Gordon Froud has been actively involved in the South African and international art 
world as artist, educator, curator and gallerist for the last 30 years. He has shown on 
hundreds of solo and group shows in South Africa and overseas and has served on 
many arts committees throughout South Africa. He has judged many of the 
important Art competitions from local to national levels in South Africa. 
 
Froud graduated with BA (FA) Hons from the University of Witwatersrand in 1987, 
Higher Education diploma from the same university in 1987 and a masters degree in 
Sculpture from the University of Johannesburg in 2009 where he runs the sculpture 
department as a senior lecturer. He has taught continuously at school and tertiary 
level in South Africa and in London since 1990. He directed gordart Gallery in 
Johannesburg from 2003 to 2009 showcasing work by new, upcoming artists. He 
shows on more than 20 exhibitions a year. 
 
With a vast array of works in different mediums, including: bronze casts, ceramic 
plates, artist’s books, photography, digital printing, etching, linocut, wood carving 
and drawing amongst others.
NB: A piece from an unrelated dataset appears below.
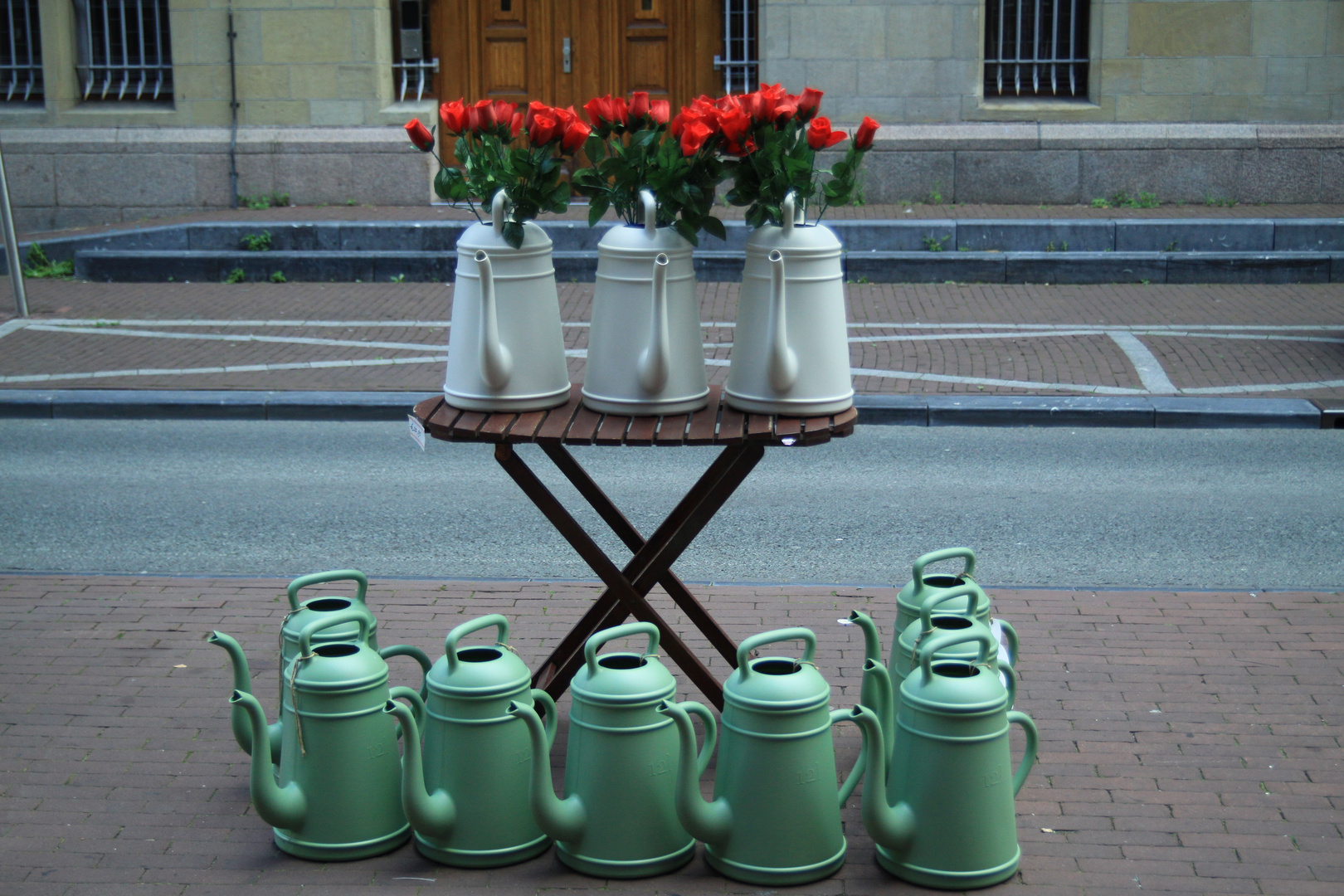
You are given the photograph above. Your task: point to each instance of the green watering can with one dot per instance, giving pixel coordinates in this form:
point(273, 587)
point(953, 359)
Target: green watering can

Froud’s work maintains common threads of humor 
and found objects as the recognizable ‘hand’ of the artist. 


Justin Dingwall 
 
Justin Dingwall is a successful commercial, as well as a fine art, photographer. Dingwall started his career in commercial photography after graduating with a 
BTech Cum Laude in Photography from the Tswane University of Technology in 2004. During the next few years he won numerous awards, including gold in the Fuji Film 
Awards for portraiture. His work has been published both locally and internationally.His most recent project, a series of beautiful composed portraits of Thando Hopa (a young lawyer-turned-model who has albinism) has attracted 
attention internationally. 

He continues his journey of self-discovery through his lens… 
“I do what I do for the love of new experiences. My imagery is not bound by language or culture. I want my work to speak for itself and for people to interpret it in their own way. I want people to be affected by my images... As long as someone is feeling something, I am achieving my goals.”